И уже вечером был в гостях у Натальи Алексеевны.
— Что там произошло? — спросил он у царевича, отведя его в сторонку.
— Нелепая случайность. Но обидная.
— Мне говорили, что царица и Анна Монс поругались прилюдно.
— Анна назвала маму мегерой, не зная, что та перед ней стоит. И, я полагаю, только чудо спасло Анну от выцарапанных глаз и вырванных волос. Окружающим хватило ума
— Ясно. — предельно серьезно произнес Ромодановский.
— Баба она и есть баба, — пожал плечами Алексей. — У Анны видно головокружение от успехов, и она потеряла всякую осторожность. Открывать рот в присутствии незнакомых людей и сыпать такими словами… даже не знаю. Мне казалось, что она умная.
— Мне сказали, что ты распорядился не болтать. Зачем? Если бы это было предано огласке, то отцу пришлось бы наказывать Анну. Или даже мне. Ее в Москве не любят. Могли даже волнения начаться. Почему ты не заступился за маму? Что не догадался не поверю, уж извини.

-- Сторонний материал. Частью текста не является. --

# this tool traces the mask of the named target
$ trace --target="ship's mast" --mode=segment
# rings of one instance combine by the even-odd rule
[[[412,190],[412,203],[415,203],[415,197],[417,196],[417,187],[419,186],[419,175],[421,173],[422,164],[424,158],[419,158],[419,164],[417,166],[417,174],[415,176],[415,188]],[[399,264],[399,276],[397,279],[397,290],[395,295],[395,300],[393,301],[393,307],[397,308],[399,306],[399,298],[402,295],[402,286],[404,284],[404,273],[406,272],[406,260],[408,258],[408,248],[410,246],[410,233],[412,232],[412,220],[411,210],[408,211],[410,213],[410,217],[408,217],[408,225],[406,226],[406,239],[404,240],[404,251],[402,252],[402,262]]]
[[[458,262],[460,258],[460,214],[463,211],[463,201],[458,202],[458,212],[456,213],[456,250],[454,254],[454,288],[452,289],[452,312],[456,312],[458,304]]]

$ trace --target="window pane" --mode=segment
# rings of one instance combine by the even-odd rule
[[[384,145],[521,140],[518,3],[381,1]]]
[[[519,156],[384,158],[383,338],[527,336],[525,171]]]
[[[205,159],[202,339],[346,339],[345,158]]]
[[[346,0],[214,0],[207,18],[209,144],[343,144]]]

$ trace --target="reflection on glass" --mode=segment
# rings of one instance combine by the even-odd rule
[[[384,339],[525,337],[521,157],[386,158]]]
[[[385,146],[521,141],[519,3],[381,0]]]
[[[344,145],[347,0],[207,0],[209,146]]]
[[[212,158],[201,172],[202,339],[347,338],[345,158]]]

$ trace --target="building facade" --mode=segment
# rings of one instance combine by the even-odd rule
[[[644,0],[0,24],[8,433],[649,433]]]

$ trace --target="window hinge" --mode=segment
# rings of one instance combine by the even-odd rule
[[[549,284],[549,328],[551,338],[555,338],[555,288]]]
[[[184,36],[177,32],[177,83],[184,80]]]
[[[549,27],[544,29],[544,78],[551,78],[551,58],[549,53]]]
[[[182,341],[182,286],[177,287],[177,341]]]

— Пусть папа сам разбирается со своими женщинами.
— А как же мама? — усмехнувшись, спросил Ромодановский.
— Мама — это мама. Она для меня ей всегда останется. Но сам знаешь — дров она наломала изрядно. Мнится мне, что от ладной бабы муж бегать не станет. Может еще все наладится. А может и нет. Так или иначе — не моего это ума дела…
Глава 9
1696 год, август, 22. Москва
После того инцидента Евдокия Федоровна вообще носа на улицу не показывала. Не то что на Кукуй ездить, а даже сына не навещала. Все-таки просочилась информация о том, что в доме Лефорта произошло. И ей было стыдно в глаза окружающим смотреть.
Алексей ждал.
Честно.
Но маму не отпускало. И по Москве уже поползли нехорошие слухи. Поэтому он и решился поехать к ней. Чтобы взбодрить. Да и вообще все это обиженное гнездо разворошить палочкой.

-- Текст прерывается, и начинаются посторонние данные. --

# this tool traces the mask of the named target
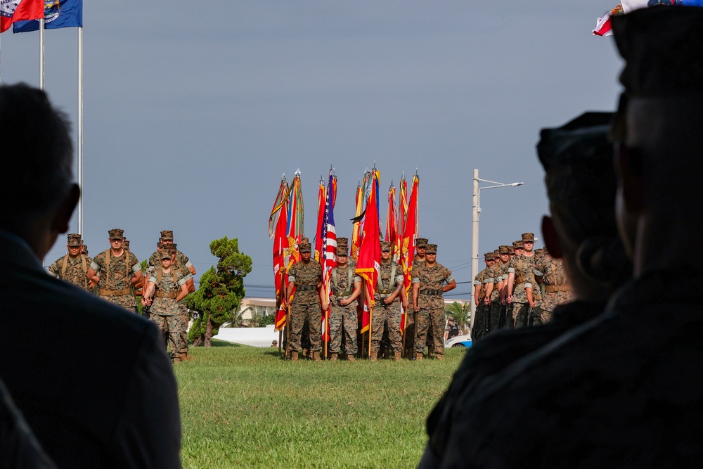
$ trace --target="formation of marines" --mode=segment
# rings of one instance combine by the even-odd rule
[[[368,291],[362,288],[361,278],[355,271],[356,262],[349,258],[349,240],[338,238],[337,265],[332,269],[327,301],[321,288],[322,266],[311,259],[311,246],[307,238],[303,238],[298,245],[301,259],[288,271],[288,288],[284,300],[285,305],[290,308],[290,327],[286,330],[288,358],[294,361],[299,359],[299,352],[303,348],[304,326],[307,323],[310,356],[314,361],[322,359],[322,311],[328,311],[329,315],[329,359],[339,359],[344,340],[344,354],[349,361],[355,361],[359,350],[359,300],[365,297],[367,304],[370,304],[373,295],[375,306],[369,343],[369,358],[372,361],[378,360],[381,354],[385,332],[387,333],[387,347],[395,360],[401,360],[404,354],[411,359],[423,359],[426,344],[430,356],[444,359],[446,316],[442,295],[455,288],[456,282],[451,271],[437,262],[437,245],[428,244],[425,238],[416,241],[418,257],[411,271],[411,299],[407,297],[404,286],[403,269],[392,259],[389,243],[380,242],[379,276],[373,291]],[[361,296],[362,291],[364,297]],[[404,328],[401,327],[404,311],[406,313]],[[409,354],[406,353],[408,347]]]
[[[512,245],[484,255],[486,268],[473,282],[474,340],[497,329],[543,324],[557,305],[571,300],[561,259],[534,248],[534,235],[524,233]]]
[[[146,272],[124,230],[108,234],[110,248],[91,258],[81,236],[69,233],[68,252],[49,266],[49,274],[135,314],[141,297],[142,314],[159,326],[174,363],[186,359],[190,317],[184,298],[195,291],[195,269],[174,244],[173,231],[161,232]]]

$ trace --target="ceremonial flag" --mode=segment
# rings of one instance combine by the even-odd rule
[[[43,0],[0,0],[0,32],[16,22],[44,17],[44,10]]]
[[[327,197],[325,200],[324,224],[323,226],[322,255],[322,292],[325,301],[329,304],[332,269],[337,266],[337,231],[335,229],[335,201],[337,200],[337,176],[330,171],[330,181],[327,185]],[[329,309],[322,316],[322,340],[330,341]]]
[[[327,205],[325,181],[320,177],[320,190],[317,193],[317,231],[315,231],[315,255],[314,259],[320,262],[322,254],[322,242],[325,238],[325,210]]]
[[[278,186],[278,193],[276,195],[276,200],[273,201],[273,207],[271,210],[271,215],[269,216],[269,238],[273,238],[275,233],[275,229],[277,226],[276,224],[276,216],[283,209],[283,213],[284,214],[283,218],[288,217],[288,210],[283,208],[285,202],[288,200],[288,195],[290,194],[290,190],[288,190],[288,184],[285,180],[285,174],[283,174],[280,179],[280,186]]]
[[[386,241],[391,243],[391,255],[396,259],[396,240],[398,238],[398,217],[396,214],[395,186],[388,189],[388,214],[386,215]]]
[[[288,288],[288,278],[285,270],[285,252],[288,247],[288,240],[285,236],[288,231],[288,218],[285,205],[278,215],[278,222],[276,225],[273,238],[273,278],[276,285],[276,318],[275,328],[280,330],[285,326],[285,309],[283,300]]]
[[[370,192],[366,203],[366,214],[364,217],[361,244],[359,250],[359,261],[356,263],[356,274],[364,281],[364,287],[370,297],[368,304],[369,311],[364,313],[361,320],[361,333],[368,330],[373,310],[373,291],[378,280],[380,271],[381,247],[380,229],[378,226],[378,181],[380,173],[374,168],[371,172]]]
[[[83,26],[83,0],[45,0],[43,4],[44,29]],[[39,18],[41,18],[41,15]],[[32,19],[31,21],[15,23],[12,32],[29,32],[39,29],[39,20]]]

Понятное дело — поехал не один. С тетей и сопровождением. От греха подальше.
На крыльце их встречали только слуги, давая понять, что ему здесь не рады. Хотя он заранее известил о своем желании приехать. И могли бы что-то изобразить. Пусть и для вида. Но нет. Впрочем, ему было плевать. На дураков обижать себе дороже…
Вошел в палаты.
— Явился? — мрачным тоном спросил Петр Аврамович Больший, двоюродный дед царевича и старший среди Лопухиных.

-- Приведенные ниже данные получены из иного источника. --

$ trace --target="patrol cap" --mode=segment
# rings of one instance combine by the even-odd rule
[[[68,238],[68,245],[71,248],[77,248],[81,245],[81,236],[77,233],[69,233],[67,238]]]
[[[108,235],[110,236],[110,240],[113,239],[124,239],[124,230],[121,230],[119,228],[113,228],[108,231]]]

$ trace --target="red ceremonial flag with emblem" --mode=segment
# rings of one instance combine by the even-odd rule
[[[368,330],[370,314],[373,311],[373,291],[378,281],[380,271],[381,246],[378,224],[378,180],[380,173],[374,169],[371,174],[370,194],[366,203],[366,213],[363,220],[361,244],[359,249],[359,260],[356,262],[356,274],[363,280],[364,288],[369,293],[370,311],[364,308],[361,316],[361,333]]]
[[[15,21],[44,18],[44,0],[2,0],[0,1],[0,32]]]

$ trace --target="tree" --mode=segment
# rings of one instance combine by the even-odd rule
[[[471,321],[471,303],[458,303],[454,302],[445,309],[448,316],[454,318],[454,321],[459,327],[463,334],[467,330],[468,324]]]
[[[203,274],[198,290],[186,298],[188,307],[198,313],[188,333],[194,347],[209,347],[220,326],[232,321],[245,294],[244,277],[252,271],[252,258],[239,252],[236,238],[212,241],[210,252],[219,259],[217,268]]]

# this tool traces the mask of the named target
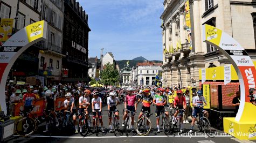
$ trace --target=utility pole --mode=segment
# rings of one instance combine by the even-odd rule
[[[15,27],[14,28],[15,33],[17,32],[17,26],[18,25],[18,16],[19,15],[19,0],[18,0],[18,3],[17,4],[16,17],[15,17]]]
[[[102,63],[102,57],[103,57],[103,50],[104,50],[104,48],[101,48],[100,49],[100,84],[101,84],[100,82],[100,79],[101,78],[101,72],[102,72],[103,70],[103,63]]]

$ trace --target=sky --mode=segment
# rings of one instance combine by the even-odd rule
[[[89,57],[111,52],[115,60],[162,61],[163,0],[79,0],[88,15]]]

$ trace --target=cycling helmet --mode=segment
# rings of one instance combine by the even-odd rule
[[[89,89],[85,89],[85,90],[84,91],[84,92],[85,93],[87,93],[87,94],[88,94],[88,95],[90,95],[91,93],[91,91],[89,90]]]
[[[68,92],[68,93],[67,93],[65,94],[65,96],[66,97],[68,97],[68,97],[71,97],[71,96],[72,96],[72,95],[71,95],[71,93],[70,93],[70,92]]]
[[[112,92],[109,93],[110,96],[115,96],[117,95],[116,93],[115,92]]]
[[[99,92],[97,91],[94,91],[93,92],[92,95],[99,95]]]
[[[149,89],[145,89],[142,91],[143,93],[149,93]]]
[[[197,95],[199,96],[203,95],[203,92],[201,90],[199,90],[197,91]]]
[[[160,91],[161,92],[165,92],[165,90],[163,88],[158,88],[158,91]]]
[[[45,92],[45,95],[46,95],[47,97],[50,97],[52,95],[52,91],[50,90],[47,90]]]
[[[251,88],[249,89],[249,94],[250,95],[252,95],[253,93],[253,91],[256,91],[254,88]]]
[[[177,91],[177,94],[183,94],[183,92],[182,91],[182,90],[178,90]]]
[[[132,92],[132,91],[133,91],[133,88],[132,88],[132,87],[130,87],[130,88],[128,88],[127,89],[127,91],[128,92]]]

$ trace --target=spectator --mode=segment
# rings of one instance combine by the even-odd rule
[[[233,99],[232,103],[232,106],[236,107],[235,112],[236,112],[236,114],[237,114],[237,111],[238,111],[238,109],[239,108],[239,106],[240,106],[240,92],[237,91],[237,92],[236,92],[236,97],[234,97]]]

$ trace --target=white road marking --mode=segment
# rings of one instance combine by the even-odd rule
[[[253,142],[251,140],[239,140],[239,139],[235,138],[232,138],[231,139],[234,140],[236,141],[240,142],[240,143],[255,143],[255,142]]]
[[[199,143],[215,143],[215,142],[211,140],[198,140],[197,142]]]
[[[14,137],[19,137],[18,135],[14,135]],[[69,136],[30,136],[30,137],[36,138],[166,138],[166,137],[178,137],[178,138],[191,138],[190,136],[106,136],[106,137],[69,137]],[[216,136],[215,137],[231,137],[231,136]],[[205,137],[205,136],[193,136],[192,137]]]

— Как видишь, — улыбнувшись ответил Алексей, — даже не запылился.
И с этими словами стряхнул невидимую пылинку с плеча.
— Вот как есть бесенок. — скривился двоюродный дед.
— Петр Аврамович, ну что ты такое говоришь? Ежели я бесенок, кто же ты — мой славный предок? Неужто натурально старый черт?
— Выпороть бы тебя.
— Сам хочу. Да рука не поднимается. Жалко по такой родной и любимой попе розгами хлестать. — улыбнулся Алексей.
— Язвить пришел? — почернел ликом Петр Аврамович.
— Маму навестить. А тут ты. Не думал, что в тебе столько ко мне злости.
— А что ты хотел? Чтобы хлебом да солью тебя встречали?
— Так ты скажи, в чем я провинился то. А то вас всех словно муха навозная покусала. Сели и начали вонять. Словно я не родич, а враг какой-то.
— Враг и есть.
— Ты говори да не заговаривайся! — прошипела стоящая рядом Наталья Алексеевна. — Али мало тебе у Федора Юрьевича уму разуму учили?
— А ты мне не грози. Стар я бояться. Что думаю, то и говорю.
— Погоди тетя. Я ведь не ругаться сюда пришел. Я поговорить хочу. — а потом повернувшись к двоюродному деду продолжил. — Ты не шкварчи, не сало. Дельно скажи. В чем меня обвиняешь?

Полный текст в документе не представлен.